抬手看表,已經下午四點多。
船長實在太猥瑣,她拒絕冒險。所以張子民只有自己來。
張子民不是怕事,之所以一路而來走的很慢,心慌慌的,是不確定自己來到底是好事還是壞事?
萬一那條蛇沒死,而是像他以往難知如陰的風格、陰險的潛伏在魔窟內等著收割某怪物ss,如果是這樣,張子民來就是壞事,他會死在里面的。
別看他整天就會我哈哈哈的怪笑,其實少許時候有點萌,上次他不就被凌亂的劉陽小姑娘刺了一刀。當時他說是因為張子民在附近。
并且那條蛇話里話外、多次、多種場合都警告過張子民你離我遠點。
然而關心則亂,考慮到老奸巨猾的船長事不關己高高掛起。而張子民很擔心那條蛇為什么把南山叫做魔窟?為什么要進去,為什么沒有出來?
反正,張子民也很固執,就是要去把這些所有情況弄清楚。
如果眼鏡蛇真的在里面跪了,那么也沒多少區別,幸存者死光只是時間問題,張子民不信還有誰能抗住魔窟這些怪物。
船長?
她也許可以發揮作用,但哪怕忽略了她的尿性,她也不太穩定,翻船率太高。
蝰蛇?這貨唬人或自己逃命還可以,但對付怪物根本沒啥卵用。
看起來,相反是紅芳有些用處,然而必須配合船長使用。不過考慮到這兩個女人的尿性都實在沒有驚喜,還是算了,她們不壞事,不幫倒忙就已經是貢獻了。
一邊思考著,感覺越來越冷,比以往的這里更冷?
過山坳別墅時張子民停了一下,那小院里仍舊破破爛爛的,有一些發黑的血跡。
抬頭看看屋頂空空如也,如果是往日,會有個戴著斗笠的土冒,像黃金圣斗士童虎似的在監視南山。
但現在什么也沒有了,冬季的風吹動時,屋頂的那條橫線上有條圍巾在飄蕩。
“是蛇的圍巾……”
張子民喃喃自語著,取下自己的圍巾,一邊在寫信裹在圍巾里,一邊喃喃自語,“小寶,我宣布你退役了,自己跑吧。那是眼鏡蛇的圍巾,他走的那么匆忙,竟是連御寒的東西都忘了,說明形勢非常危急了。”

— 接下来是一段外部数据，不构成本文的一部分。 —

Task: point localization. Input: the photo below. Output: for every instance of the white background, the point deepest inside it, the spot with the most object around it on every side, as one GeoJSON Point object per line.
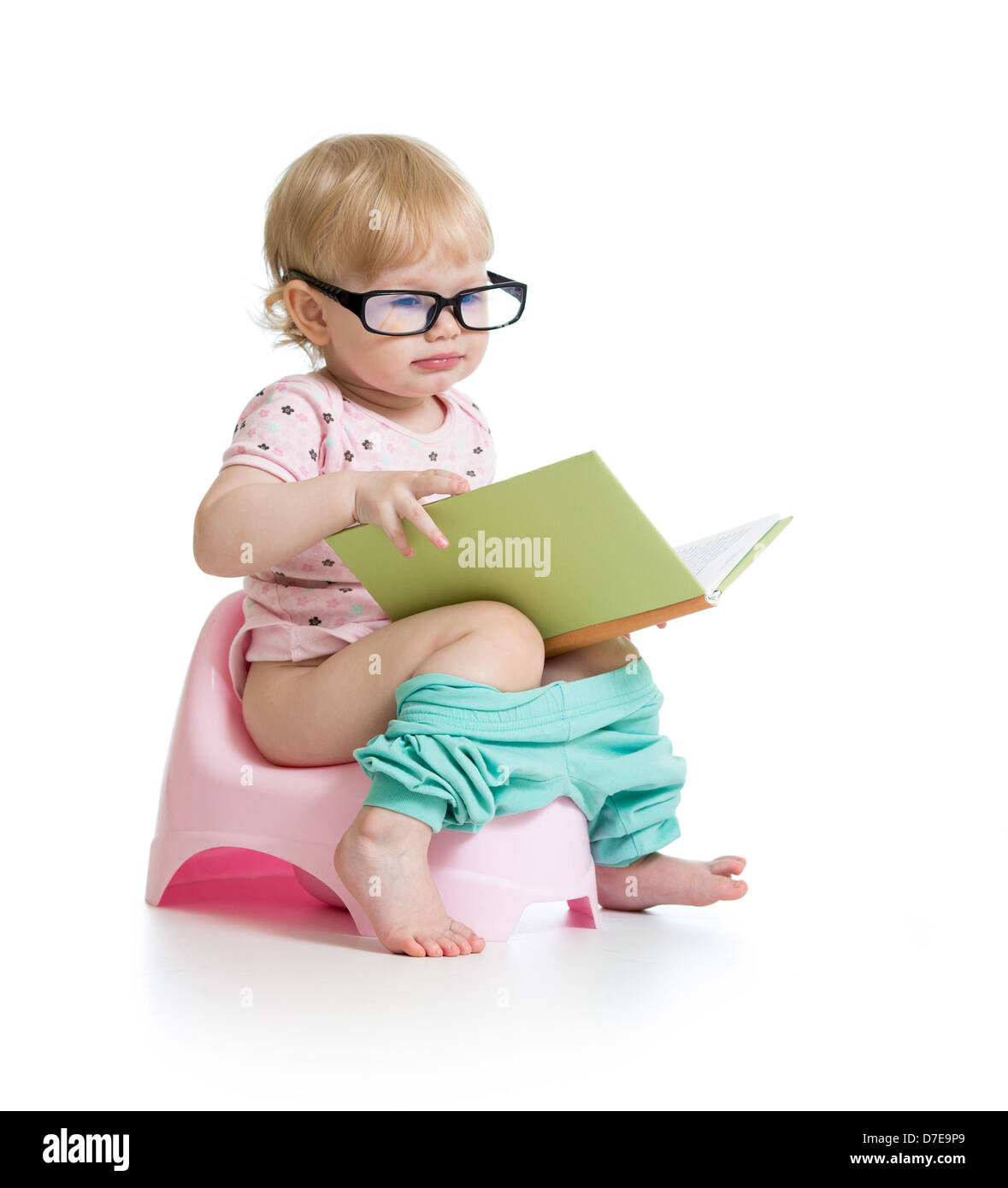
{"type": "Point", "coordinates": [766, 255]}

“如果你真有靈性,真能聽懂我在說什么,那你一定要想辦法以最快速度跑回郵區。裹在你身上的圍巾算幫你御寒,同時里面有我的信。如果,僅僅是如果,你能聽懂并回到郵區,一定去找昆蘭,先讓她看我的信。”
一邊說一邊寫,差不多寫好,就果斷用膠水沾在圍巾上,又把圍巾裹在小狗身上。
旺旺——
它一跳一跳的,也不知道在干啥?
其實張子民從來也不確定這貨是否能聽懂人話。反正靈性是真有點,不過在很多時候對它說話只是張子民的自語、派遣孤獨而已。
“那,我就當做是你聽懂了,我這就要去調查所謂的魔窟。你不要停留,快速回到郵區。假設我和眼鏡蛇都跪了,昆蘭和聶風興許就是這個世界上、唯一能阻止魔窟的進化者了。”
“我不是給你壓力,其實你聽不懂也無所謂,回不去也無所謂。這封信,只是我的一個自我安慰,一個希望,并不是什么戰略指示。人們總是為了希望而活著,我以為你知道這事的?”
旺旺——
又一跳一跳的叫了兩聲,小狗竟是轉身就跑,越跑越遠,再也沒有要回來的意思。
“好吧,看起來它真的知道這事。”
張子民放下了些心來。
左右看看,總之這個山坳比平時要冷的多,這就是變化。